Thoughtdump on why I’m interested in computational mechanics:
one concrete application to natural abstractions from here: tl;dr, belief structures generally seem to be fractal shaped. one major part of natural abstractions is trying to find the correspondence between structures in the environment and concepts used by the mind. so if we can do the inverse of what adam and paul did, i.e. ‘discover’ fractal structures from activations and figure out what stochastic process they might correspond to in the environment, that would be cool
… but i was initially interested in reading compmech stuff not with a particular alignment relevant thread in mind but rather because it seemed broadly similar in directions to natural abstractions.

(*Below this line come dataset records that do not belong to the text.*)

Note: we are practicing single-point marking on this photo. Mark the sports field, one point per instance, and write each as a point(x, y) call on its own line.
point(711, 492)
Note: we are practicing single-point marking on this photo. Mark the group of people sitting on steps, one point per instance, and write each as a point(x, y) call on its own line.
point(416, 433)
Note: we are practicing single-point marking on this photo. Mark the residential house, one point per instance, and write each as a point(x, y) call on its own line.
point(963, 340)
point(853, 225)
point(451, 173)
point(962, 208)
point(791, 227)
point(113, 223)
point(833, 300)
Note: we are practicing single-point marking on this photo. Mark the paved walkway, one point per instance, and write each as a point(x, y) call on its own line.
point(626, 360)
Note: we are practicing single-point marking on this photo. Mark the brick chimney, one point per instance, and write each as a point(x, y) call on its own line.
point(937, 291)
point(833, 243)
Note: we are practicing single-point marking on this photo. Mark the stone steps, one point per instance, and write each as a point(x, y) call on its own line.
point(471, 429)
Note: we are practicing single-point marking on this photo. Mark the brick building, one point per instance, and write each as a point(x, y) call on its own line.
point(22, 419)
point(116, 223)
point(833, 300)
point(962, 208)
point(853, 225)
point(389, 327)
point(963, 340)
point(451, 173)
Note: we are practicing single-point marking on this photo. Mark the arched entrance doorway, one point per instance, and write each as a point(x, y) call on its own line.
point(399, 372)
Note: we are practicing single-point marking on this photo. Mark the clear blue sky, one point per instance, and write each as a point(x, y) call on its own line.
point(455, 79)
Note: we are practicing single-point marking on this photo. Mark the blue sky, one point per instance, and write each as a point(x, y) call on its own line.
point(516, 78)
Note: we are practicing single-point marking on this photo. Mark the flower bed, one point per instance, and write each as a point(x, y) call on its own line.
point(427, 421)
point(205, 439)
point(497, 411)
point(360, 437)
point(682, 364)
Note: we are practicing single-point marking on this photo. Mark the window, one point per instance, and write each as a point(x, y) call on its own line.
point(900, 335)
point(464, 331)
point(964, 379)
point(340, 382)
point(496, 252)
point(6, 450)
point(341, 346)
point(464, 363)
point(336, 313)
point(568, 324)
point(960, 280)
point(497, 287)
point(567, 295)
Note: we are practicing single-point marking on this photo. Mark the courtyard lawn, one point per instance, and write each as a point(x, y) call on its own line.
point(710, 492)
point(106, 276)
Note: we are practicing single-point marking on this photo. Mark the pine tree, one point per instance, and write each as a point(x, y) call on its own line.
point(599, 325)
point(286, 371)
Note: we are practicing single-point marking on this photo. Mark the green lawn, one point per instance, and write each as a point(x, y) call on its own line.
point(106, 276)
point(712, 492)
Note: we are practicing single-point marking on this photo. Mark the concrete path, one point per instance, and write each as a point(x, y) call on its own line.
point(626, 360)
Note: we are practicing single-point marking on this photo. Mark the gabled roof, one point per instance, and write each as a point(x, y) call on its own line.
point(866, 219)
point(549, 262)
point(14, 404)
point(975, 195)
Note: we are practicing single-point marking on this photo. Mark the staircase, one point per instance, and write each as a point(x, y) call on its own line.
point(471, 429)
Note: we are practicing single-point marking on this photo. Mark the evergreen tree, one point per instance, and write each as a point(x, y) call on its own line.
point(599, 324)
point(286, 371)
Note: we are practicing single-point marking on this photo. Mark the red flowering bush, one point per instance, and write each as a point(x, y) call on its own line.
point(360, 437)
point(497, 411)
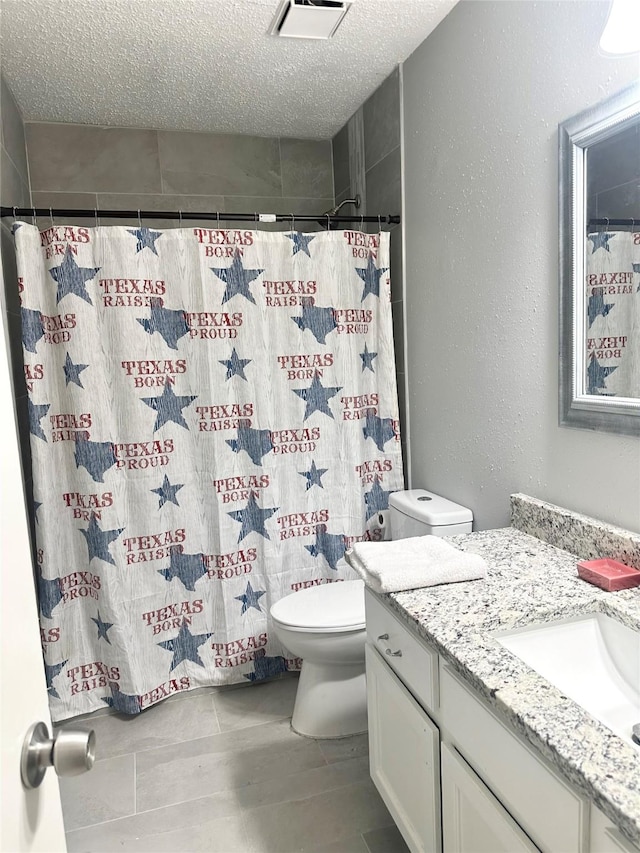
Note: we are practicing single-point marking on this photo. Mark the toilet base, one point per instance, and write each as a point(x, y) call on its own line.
point(331, 700)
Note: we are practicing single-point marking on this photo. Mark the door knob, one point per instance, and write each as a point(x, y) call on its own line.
point(70, 752)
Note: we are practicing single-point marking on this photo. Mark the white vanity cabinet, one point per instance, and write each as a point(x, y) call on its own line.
point(454, 776)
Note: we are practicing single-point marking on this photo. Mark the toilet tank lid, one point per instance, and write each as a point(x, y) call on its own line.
point(429, 508)
point(329, 607)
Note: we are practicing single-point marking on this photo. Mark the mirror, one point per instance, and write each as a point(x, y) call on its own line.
point(600, 266)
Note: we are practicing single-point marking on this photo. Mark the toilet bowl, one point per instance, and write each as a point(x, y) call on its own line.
point(325, 626)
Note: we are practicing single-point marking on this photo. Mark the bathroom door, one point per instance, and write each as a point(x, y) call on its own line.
point(30, 820)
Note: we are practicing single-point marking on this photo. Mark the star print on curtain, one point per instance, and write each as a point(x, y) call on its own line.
point(214, 421)
point(612, 314)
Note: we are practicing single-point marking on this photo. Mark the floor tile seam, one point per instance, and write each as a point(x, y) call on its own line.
point(255, 725)
point(245, 809)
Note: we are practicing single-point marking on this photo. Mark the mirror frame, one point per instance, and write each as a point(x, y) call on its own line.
point(577, 408)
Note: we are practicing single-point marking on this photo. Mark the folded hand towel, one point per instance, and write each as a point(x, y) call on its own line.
point(413, 563)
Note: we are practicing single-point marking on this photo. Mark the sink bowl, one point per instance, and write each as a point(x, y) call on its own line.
point(593, 659)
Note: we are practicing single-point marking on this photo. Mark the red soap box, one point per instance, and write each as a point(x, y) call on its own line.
point(609, 574)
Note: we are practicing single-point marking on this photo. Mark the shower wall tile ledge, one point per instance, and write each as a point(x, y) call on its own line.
point(579, 534)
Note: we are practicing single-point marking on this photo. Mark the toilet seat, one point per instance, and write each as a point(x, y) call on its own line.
point(328, 609)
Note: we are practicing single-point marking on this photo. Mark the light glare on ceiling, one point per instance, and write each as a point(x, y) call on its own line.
point(622, 31)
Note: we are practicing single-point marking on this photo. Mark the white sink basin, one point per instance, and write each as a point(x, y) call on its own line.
point(593, 659)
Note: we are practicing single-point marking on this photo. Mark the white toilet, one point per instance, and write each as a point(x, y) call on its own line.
point(325, 626)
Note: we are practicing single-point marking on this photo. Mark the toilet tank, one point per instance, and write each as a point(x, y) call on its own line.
point(416, 512)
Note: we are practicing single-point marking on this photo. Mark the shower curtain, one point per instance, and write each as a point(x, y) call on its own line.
point(612, 314)
point(214, 420)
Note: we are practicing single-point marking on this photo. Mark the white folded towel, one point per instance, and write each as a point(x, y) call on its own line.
point(413, 563)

re: how my focus would differ from my impression of current compmech work done in academia: academia seems faaaaaar less focused on actually trying out epsilon reconstruction in real world noisy data. CSSR is an example of a reconstruction algorithm. apparently people did compmech stuff on real-world data, don’t know how good, but effort-wise far too less invested compared to theory work
would be interested in these reconstruction algorithms, eg what are the bottlenecks to scaling them up, etc.
tangent: epsilon transducers seem cool. if the reconstruction algorithm is good, a prototypical example i’m thinking of is something like: pick some input-output region within a model, and literally try to discover the hmm model reconstructing it? of course it’s gonna be unwieldly large. but, to shift the thread in the direction of bright-eyed theorizing …
the foundational Calculi of Emergence paper talked about the possibility of hierarchical epsilon machines, where you do epsilon machines on top of epsilon machines and for simple examples where you can analytically do this, you get wild things like coming up with more and more compact representations of stochastic processes (eg data stream → tree → markov model → stack automata → … ?)
this … sounds like natural abstractions in its wildest dreams? literally point at some raw datastream and automatically build hierarchical abstractions that get more compact as you go up
haha but alas, (almost) no development afaik since the original paper. seems cool
and also more tangentially, compmech seemed to have a lot to talk about providing interesting semantics to various information measures aka True Names, so another angle i was interested in was to learn about them.
eg crutchfield talks a lot about developing a right notion of information flow—obvious usefulness in eg formalizing boundaries?
many other information measures from compmech with suggestive semantics—cryptic order? gauge information? synchronization order? check ruro1 and ruro2 for more.